I bought the "old" snowblower at my father hss928 2014 and i need information for switch the oem light for 7 inch 36w led light.

i just need the light comes ON while the engin is running ! 

what I would like to know

if know plug and play or i need bridge rectifier or capacitor ....


----------



## tabora (Mar 1, 2017)

Some confusion here, because you ask about an HS928, but the 1st picture is of an early HSS928 Canada model, I think. The answer is different, depending on which one it is. What is the 2nd picture of the LED bar from? Someone else's blower?


----------



## UNDERTAKER (Dec 30, 2013)

*ALOHA From The Paradise City. :smiley-rpg027::smiley-rpg027::smiley-rpg027::smiley-rpg027::smiley-rpg027:*


----------



## Philippe Morissette (Nov 14, 2018)

tabora said:


> Some confusion here, because you ask about an HS928, but the 1st picture is of an early HSS928 Canada model, I think. The answer is different, depending on which one it is. What is the 2nd picture of the LED bar from? Someone else's blower?
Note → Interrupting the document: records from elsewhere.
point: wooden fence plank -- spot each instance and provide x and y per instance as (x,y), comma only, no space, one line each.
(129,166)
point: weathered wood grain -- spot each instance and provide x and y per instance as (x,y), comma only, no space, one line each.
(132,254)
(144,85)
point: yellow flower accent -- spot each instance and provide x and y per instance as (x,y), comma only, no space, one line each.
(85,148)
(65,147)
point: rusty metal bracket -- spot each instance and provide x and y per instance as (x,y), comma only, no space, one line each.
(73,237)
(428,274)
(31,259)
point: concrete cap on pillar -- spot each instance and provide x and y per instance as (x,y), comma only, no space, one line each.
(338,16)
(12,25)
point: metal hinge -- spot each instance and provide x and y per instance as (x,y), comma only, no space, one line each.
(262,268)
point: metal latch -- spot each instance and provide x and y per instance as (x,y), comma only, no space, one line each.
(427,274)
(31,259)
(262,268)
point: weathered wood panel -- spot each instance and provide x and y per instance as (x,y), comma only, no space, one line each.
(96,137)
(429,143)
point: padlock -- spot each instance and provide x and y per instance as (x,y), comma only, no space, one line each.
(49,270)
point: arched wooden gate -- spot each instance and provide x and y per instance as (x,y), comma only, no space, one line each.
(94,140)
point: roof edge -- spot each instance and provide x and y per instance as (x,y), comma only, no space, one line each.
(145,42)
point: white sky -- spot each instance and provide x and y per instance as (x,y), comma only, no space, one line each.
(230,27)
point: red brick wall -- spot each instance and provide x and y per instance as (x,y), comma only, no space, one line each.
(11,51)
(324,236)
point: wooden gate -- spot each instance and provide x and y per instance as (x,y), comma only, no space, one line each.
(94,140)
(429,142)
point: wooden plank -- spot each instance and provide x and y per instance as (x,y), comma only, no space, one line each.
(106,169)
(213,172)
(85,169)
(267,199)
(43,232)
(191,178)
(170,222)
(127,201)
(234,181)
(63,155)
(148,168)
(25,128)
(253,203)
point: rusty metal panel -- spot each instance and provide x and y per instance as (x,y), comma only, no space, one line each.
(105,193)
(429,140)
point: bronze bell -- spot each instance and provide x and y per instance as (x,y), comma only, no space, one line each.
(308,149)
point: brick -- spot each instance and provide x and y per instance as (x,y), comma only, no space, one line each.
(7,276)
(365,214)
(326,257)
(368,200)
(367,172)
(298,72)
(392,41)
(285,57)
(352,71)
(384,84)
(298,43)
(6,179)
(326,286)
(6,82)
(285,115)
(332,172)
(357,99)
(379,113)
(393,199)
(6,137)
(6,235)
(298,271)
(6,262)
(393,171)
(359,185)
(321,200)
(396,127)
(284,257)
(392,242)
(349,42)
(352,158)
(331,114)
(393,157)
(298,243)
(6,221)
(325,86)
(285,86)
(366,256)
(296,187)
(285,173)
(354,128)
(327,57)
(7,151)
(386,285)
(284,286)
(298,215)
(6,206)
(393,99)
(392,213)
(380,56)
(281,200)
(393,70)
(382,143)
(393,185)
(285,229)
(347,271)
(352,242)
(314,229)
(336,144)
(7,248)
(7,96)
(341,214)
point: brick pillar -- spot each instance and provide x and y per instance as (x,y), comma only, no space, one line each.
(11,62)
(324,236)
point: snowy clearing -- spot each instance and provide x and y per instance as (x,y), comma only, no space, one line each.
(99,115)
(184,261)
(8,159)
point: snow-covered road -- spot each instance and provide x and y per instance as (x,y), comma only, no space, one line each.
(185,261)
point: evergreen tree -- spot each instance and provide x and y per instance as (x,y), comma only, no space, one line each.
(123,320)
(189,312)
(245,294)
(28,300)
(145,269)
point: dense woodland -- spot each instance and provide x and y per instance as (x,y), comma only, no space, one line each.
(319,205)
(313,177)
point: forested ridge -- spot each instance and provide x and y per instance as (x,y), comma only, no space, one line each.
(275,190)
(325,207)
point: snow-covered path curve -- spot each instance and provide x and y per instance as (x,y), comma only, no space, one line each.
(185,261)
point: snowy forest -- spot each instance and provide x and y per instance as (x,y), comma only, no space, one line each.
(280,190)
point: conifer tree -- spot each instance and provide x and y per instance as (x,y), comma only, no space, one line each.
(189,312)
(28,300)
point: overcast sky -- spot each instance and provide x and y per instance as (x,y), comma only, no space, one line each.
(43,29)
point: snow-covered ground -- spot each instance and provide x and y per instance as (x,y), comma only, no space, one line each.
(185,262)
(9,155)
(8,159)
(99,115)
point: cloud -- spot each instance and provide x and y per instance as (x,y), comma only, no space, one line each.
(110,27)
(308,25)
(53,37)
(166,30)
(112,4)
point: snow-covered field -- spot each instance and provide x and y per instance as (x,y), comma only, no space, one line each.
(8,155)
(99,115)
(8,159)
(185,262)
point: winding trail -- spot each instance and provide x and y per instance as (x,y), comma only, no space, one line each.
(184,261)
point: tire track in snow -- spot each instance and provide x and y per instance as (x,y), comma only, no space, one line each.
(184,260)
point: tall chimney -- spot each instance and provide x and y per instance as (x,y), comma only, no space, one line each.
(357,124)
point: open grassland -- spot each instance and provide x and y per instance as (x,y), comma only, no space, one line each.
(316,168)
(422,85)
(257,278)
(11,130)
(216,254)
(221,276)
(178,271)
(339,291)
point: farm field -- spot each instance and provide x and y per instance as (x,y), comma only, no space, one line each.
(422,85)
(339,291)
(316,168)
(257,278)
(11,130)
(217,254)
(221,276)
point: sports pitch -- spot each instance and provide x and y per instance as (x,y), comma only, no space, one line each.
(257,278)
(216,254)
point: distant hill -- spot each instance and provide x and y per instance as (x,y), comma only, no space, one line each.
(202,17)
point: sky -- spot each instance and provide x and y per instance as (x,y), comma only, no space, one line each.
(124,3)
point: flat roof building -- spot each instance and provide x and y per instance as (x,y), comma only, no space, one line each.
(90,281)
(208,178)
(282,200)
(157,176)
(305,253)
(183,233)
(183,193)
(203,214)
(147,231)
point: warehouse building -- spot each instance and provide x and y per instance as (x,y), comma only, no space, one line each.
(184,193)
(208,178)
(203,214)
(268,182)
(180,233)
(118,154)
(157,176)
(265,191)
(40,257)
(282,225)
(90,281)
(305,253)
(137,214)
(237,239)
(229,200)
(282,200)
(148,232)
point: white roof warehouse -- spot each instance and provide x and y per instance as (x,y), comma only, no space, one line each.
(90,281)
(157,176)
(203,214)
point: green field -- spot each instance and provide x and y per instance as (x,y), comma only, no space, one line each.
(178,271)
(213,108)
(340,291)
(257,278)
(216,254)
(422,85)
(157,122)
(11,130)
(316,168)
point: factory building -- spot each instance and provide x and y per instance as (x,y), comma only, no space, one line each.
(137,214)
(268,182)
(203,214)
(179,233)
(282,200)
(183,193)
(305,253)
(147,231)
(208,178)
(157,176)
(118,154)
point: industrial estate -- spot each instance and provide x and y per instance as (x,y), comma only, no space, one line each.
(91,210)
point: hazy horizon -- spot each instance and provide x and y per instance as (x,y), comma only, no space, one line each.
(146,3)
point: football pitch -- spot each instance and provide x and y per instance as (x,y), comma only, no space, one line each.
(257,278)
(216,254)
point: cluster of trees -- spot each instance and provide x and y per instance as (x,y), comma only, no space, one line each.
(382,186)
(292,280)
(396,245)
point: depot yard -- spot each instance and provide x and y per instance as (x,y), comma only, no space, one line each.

yes i have hss928 canadian ! the picture is just to show the light I have and the one I want


----------



## tabora (Mar 1, 2017)

Now that I've looked at them a bit more, those look like clips from Paul & Kathy Short's Honda HSS928TCD videos (Bay Roberts, Newfoundland). 

If I remember correctly, he just plugged the new LED bar directly into the A/C connector coming off the Lamp Coil. Sometimes that can lead to flickering if you don't wire in a bridge rectifier. 

I think another option for you would be to use the PAR36 LED bulb, which works with D/C or A/C: https://www.snowblowerforum.com/for...624-hs724-hs828-hs928-hs1132.html#post1229266


----------